If news organisations that seek to be reputable want to cover things like this, there are ways to do so. You do some basic fact-checking, for a start. And, in this case, once you find out that it’s largely nonsense, you reflect on the value of covering it.

Then, maybe you decide that it’s interesting, simply as a social media “phenomenon” (although something that’s really only getting attention thanks to tabloids might not merit your attention, right?). But in doing so, you are presumably aware that kids are killing themselves, sometimes narrativising doing so via memes like Blue Whale.

So, if you’re going to amplify Blue Whale, your first responsibility is surely to de-mythologise it, and to emphasise agency rather than buying into the narrative that there is an app that might kill you, or cause you to kill yourself?

As the Bloomberg piece concludes:

Meanwhile, Blue Whale, with its exploitation of self-pity and teenage posturing, will keep marching around the world. It doesn’t need the ugly Russian background to thrive: Adolescent misery is borderless.

It also doesn’t need us, and our mindless regurgitation of nonsense to thrive.

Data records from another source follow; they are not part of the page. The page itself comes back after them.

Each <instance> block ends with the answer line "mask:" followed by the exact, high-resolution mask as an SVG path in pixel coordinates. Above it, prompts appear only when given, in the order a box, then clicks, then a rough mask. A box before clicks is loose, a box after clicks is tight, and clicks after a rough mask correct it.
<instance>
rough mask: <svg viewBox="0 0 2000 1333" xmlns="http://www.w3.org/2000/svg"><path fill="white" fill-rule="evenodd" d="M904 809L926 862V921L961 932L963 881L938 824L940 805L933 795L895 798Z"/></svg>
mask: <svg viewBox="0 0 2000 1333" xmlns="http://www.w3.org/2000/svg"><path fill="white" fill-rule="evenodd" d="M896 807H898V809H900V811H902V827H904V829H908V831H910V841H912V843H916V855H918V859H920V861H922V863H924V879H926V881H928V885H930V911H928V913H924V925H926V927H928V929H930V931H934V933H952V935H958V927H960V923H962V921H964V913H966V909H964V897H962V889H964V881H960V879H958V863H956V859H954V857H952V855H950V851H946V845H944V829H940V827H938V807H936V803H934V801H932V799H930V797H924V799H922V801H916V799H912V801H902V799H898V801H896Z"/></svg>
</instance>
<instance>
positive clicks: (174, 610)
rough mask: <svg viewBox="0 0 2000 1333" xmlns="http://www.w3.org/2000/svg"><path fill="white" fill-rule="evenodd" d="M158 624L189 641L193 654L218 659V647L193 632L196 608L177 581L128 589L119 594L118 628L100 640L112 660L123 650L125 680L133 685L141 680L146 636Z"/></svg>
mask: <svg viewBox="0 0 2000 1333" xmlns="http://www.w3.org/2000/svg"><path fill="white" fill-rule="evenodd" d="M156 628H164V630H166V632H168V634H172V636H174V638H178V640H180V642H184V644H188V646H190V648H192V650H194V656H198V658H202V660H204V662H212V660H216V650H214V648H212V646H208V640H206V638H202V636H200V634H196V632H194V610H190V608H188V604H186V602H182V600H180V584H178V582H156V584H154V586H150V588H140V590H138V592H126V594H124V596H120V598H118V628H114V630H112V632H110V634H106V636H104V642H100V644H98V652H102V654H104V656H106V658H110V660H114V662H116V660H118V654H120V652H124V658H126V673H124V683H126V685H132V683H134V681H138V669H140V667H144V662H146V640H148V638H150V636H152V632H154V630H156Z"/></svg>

And what adolescent misery needs is more compassion, and more counseling, and sometimes more medication. It doesn’t need more bullshit.

 

By Jacques Rousseau

Jacques Rousseau teaches critical thinking and ethics at the University of Cape Town, South Africa, and is the founder and director of the Free Society Institute, a non-profit organisation promoting secular humanism and scientific reasoning.